Nous voulons que vous sachiez que:
Nous sommes des femmes à qui la prostitution a causé du tort. Nous croyons qu'aucun changement aux conditions et aux lieux dans lesquels nous avons été prostituées n'aurait pu réduire de manière significative les torts que nous avons subis. Et nous considérons au mieux comme une insulte de voir les torts que nous avons subis dans la prostitution normalisés en les rebaptisant «travail».

Il nous importe très peu d'avoir été prostituées dans les rues ou dans les endroits tolérés et autres agences d'escortes de Vancouver. Nous ne nous souvenons pas des lieux mais plutôt des hommes qui nous ont toujours traitées comme si nous n'étions pas tout à fait des êtres humains. Nous nous souvenons des innombrables autres hommes et femmes qui ont quotidiennement détourné leur regard. Nous nous souvenons du manque total de services ou d'options viables et du déni flagrant d'accès à tout type d'aide ou de justice. Nous nous souvenons avoir du «étouffer» notre sentiment d'avoir droit à une meilleure vie afin de pouvoir supporter celle que nous vivions. Et nous nous souvenons trop bien du désespoir paralysant qui nous a envahies lorsque nous avons finalement cessé de croire qu'il existait en ce monde quoi que ce soit de décent et de bon.

Nous nous opposons à toute mesure qui mettrait plus de pouvoir dans les mains des hommes qui nous ont violentées en leur disant qu'ils ont légalement le droit d'agir à leur guise. Cette proposition n'est pas la nôtre, elle n'aurait pas affecté pas notre niveau de sécurité de manière significative et ne nous aurait en rien protégées des torts inhérents à la vie dans la prostitution.

Nous sommes loin d'être impressionnées par les propositions qui prétendent rendre la vie des femmes prostituées «plus sécuritaire». Plus sécuritaire n'est pas suffisant. Nous considérons comme une violation de nos droits humains le fait d'avoir pendant des années été abandonnées dans des situations qui, selon la loi actuelle, correspondent à la définition d'agression sexuelle. Mais en plus de ne pas prendre en compte, porter en justice et punir cette violence, on nous dit aujourd'hui que nous l'avons choisie.

Nous croyons qu'une volonté publique et politique peut transformer des vies pour le mieux. Nous ne croyons pas au mensonge qui dit que la prostitution est inévitable. Nous croyons plutôt que la prostitution peut être abolie.
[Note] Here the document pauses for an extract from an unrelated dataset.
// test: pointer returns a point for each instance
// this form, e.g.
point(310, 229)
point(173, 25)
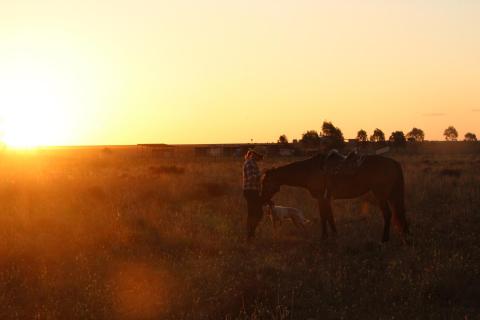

Comme hôte des Jeux olympiques de 2010, nous voulons que notre ville, notre domicile, refuse de prendre part au marché mondial de la chair fraîche qu'est le tourisme sexuel et envoie un message clair au monde entier que l'on ne vendra pas de femmes à Vancouver.

Nous croyons que toute femme sexuellement exploitée équivaut à une vie perdue. Nous sommes extrêmement attristées des vies de femmes perdues dans la prostitution, tout autant que de la perte de toutes les contributions que d'innombrables femmes encore vivantes auraient pu faire si elles n'avaient pas été réduites et abandonnées à l'esclavage sexuel.

Nous vous engageons vivement à refuser de croire que la prostitution est une activité normale ou un échange égal entre «deux adultes consentants». Nous vous demandons instamment de vous opposer à toute tentative d'ouvrir un bordel légal à Vancouver.